CEOs often live by the numbers—profit, earnings before interest and taxes, shareholder returns. These data often serve as hard evidence of CEO success or failure, but they’re certainly not the only measures. Among the softer, but equally important, success factors: making sound decisions that not only lead to the creation of value but also “do no harm.”
Stay current on your favorite topics
While artificial intelligence (AI) is quickly becoming a new tool in the CEO tool belt to drive revenues and profitability, it has also become clear that deploying AI requires careful management to prevent unintentional but significant damage, not only to brand reputation but, more important, to workers, individuals, and society as a whole.
Legions of businesses, governments, and nonprofits are starting to cash in on the value AI can deliver. Between 2017 and 2018, McKinsey research found the percentage of companies embedding at least one AI capability in their business processes more than doubled, with nearly all companies using AI reporting achieving some level of value.
Not surprisingly, though, as AI supercharges business and society, CEOs are under the spotlight to ensure their company’s responsible use of AI systems beyond complying with the spirit and letter of applicable laws. Ethical debates are well underway about what’s “right” and “wrong” when it comes to high-stakes AI applications such as autonomous weapons and surveillance systems. And there’s an outpouring of concern and skepticism regarding how we can imbue AI systems with human ethical judgment, when moral values frequently vary by culture and can be difficult to code in software.
While these big moral questions touch a select number of organizations, nearly all companies must grapple with another stratum of ethical considerations, because even seemingly innocuous uses of AI can have grave implications. Numerous instances of AI bias, discrimination, and privacy violations have already littered the news, leaving leaders rightly concerned about how to ensure that nothing bad happens as they deploy their AI systems.

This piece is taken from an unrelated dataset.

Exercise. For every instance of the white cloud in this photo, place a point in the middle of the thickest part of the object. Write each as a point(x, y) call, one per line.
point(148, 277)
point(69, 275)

The best solution is almost certainly not to avoid the use of AI altogether—the value at stake can be too significant, and there are advantages to being early to the AI game. Organizations can instead ensure the responsible building and application of AI by taking care to confirm that AI outputs are fair, that new levels of personalization do not translate into discrimination, that data acquisition and use do not occur at the expense of consumer privacy, and that their organizations balance system performance with transparency into how AI systems make their predictions.
It may seem logical to delegate these concerns to data-science leaders and teams, since they are the experts when it comes to understanding how AI works. However, we are finding through our work that the CEO’s role is vital to the consistent delivery of responsible AI systems and that the CEO needs to have at least a strong working knowledge of AI development to ensure he or she is asking the right questions to prevent potential ethical issues. In this article, we’ll provide this knowledge and a pragmatic approach for CEOs to ensure their teams are building AI that the organization can be proud of.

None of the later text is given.